Cher Monsieur le Premier ministre,

Bravo, vous avez obtenu la majorité des voix lors du vote de confiance de l'Assemblée. Ce vote parviendra-t-il à ranimer cette confiance que vous appelez de vos vœux ? Nous ne mettons pas en doute votre volonté réelle de bâtir la confiance. Mais il nous semble que ce qui s'est passé aujourd'hui ressemble au mieux pour certains députés à une déclaration de loyauté à votre égard, et pour d'autres à un cessez-le-feu momentané. Nous sommes encore loin de la confiance.

Bien sûr, Monsieur le Premier ministre, il serait injuste de vous en faire porter la responsabilité. La construction de la confiance dans un contexte de démocratie extrême, pour reprendre le concept forgé par Dominique Schnapper, est un exercice périlleux. Il faut entendre par là que « l'individu démocratique, source de la légitimité politique parce qu'il est citoyen, accepte mal de respecter les institutions en tant que telles, il admet difficilement qu'elles doivent être respectées parce qu'elles nous ont été transmises par les générations précédentes [et] entend soumettre les unes et les autres à sa critique » . En d'autres termes : qu'importe la teneur de votre politique générale, on vous mettra toujours en doute.

Le défi de la confiance collective

Construire la confiance, mission impossible ? Bien sûr que non ! Si nous avons bâti le Trust Management Institute (fonds de dotation franco-allemand), c'est que nous voulons offrir des pistes de réflexion et d'action nouvelles, qui tranchent avec les réflexes catastrophistes dominants.
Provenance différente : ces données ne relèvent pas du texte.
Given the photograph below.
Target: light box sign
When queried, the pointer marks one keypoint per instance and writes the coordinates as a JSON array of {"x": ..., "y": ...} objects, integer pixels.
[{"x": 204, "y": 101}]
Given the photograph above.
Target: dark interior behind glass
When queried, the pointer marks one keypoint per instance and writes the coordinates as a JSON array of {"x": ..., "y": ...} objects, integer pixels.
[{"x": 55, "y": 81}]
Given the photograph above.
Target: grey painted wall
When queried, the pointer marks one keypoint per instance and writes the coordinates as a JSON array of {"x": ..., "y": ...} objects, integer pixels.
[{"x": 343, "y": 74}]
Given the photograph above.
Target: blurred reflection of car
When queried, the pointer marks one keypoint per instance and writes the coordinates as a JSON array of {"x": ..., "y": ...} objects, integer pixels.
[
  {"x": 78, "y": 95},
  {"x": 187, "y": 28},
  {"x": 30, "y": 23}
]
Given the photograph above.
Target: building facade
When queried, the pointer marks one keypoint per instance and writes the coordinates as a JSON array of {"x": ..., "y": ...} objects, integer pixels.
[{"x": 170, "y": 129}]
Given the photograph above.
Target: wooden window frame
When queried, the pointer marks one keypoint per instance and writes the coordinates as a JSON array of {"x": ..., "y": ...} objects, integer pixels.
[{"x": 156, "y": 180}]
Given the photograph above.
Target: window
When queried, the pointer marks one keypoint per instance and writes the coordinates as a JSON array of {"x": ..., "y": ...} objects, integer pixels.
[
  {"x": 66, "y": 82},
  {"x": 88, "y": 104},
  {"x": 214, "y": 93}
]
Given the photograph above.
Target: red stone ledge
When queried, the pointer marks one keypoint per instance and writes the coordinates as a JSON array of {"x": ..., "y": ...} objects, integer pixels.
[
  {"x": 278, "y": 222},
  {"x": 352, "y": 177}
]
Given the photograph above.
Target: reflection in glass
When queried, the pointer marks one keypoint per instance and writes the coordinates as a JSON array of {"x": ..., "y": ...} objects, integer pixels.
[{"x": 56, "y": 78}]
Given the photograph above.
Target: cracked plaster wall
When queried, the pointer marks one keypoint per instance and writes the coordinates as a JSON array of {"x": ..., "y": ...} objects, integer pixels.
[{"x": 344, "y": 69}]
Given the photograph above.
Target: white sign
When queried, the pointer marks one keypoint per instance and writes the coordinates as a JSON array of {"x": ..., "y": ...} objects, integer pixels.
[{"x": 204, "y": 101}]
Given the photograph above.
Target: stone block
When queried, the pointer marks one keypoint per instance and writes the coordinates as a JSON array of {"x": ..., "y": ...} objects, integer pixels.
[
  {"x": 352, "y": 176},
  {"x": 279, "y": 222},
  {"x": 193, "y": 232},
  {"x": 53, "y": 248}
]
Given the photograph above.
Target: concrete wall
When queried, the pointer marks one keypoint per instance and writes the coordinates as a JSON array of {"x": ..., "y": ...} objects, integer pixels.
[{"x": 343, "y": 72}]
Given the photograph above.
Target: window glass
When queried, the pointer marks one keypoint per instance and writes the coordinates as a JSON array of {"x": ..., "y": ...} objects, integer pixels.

Tout dirigeant, quel que soit la nature de l'organisme dirigé, est confronté au défi de la confiance collective, dans notre monde d'individualités. Il existe heureusement des voies qui permettront à chaque Français, non pas de croire en votre politique, mais d'accorder sa confiance à votre action continue et à votre persévérance. Nous vous suggérons de miser sur de petits pas. Des actions simples, en apparence anodines, qui devraient conduire vers une amélioration générale du climat actuel.

Les six éléments de la confiance

En effet, depuis plus de douze ans nous travaillons avec des dirigeants qui souhaitent construire une confiance pérenne dans leur organisation. A l'épreuve du temps et de l'expérience, nous pouvons assurer que la confiance se bâtit sur les six éléments suivants :

- La force de la parole tenue. Assurez-vous que vos discours soient suivis d'effets, ce qui vous obligera à vous abstenir de promettre la lune que plus personne n'attend. C'est à ce prix que votre parole pourra apparaître comme fiable et que chaque Français - qu'il soutienne ou non votre politique - pourra dire : « Quand Valls dit quelque chose, il le fait».
- Continuez à rappeler comme vous le faites souvent que oui la France, qui a une histoire plus que millénaire, qui a vécu tant d'épreuves et qui reste la cinquième puissance mondiale, a un avenir !
- Défendez bec et ongles les règles du jeu républicain : continuez à rappeler à chaque Français que vous êtes sans aucune mansuétude vis-à-vis des « hors-jeux républicains » qu'ils relèvent du droit ou de la bienséance.
- Sachez rebâtir la fierté en tirant parti de ces mille actions locales qui passent sous l'écran radars des médias nationaux : car ce sont ces petits ruisseaux de fierté qui referont demain une grande rivière.
- Suggérez à chaque Français qu'il a un rôle respectable et respecté de vous et pas seulement dans les trois mois qui précèdent une élection.
- Enfin, donnez aux Français l'exemple du dialogue politique, du dialogue citoyen, du dialogue social, chose qui leur est peut-être moins naturelle que celle de nos voisins Allemands.

Une "longue route"

Monsieur le Premier ministre, les Français sont plus tolérants à l'erreur qu'ils n'y paraissent car ils connaissent vos difficultés. Inspirez-vous du livre de ce merveilleux titre de ce grand navigateur qu'était Bernard Moitessier, « La longue route : seul entre mer et ciel ».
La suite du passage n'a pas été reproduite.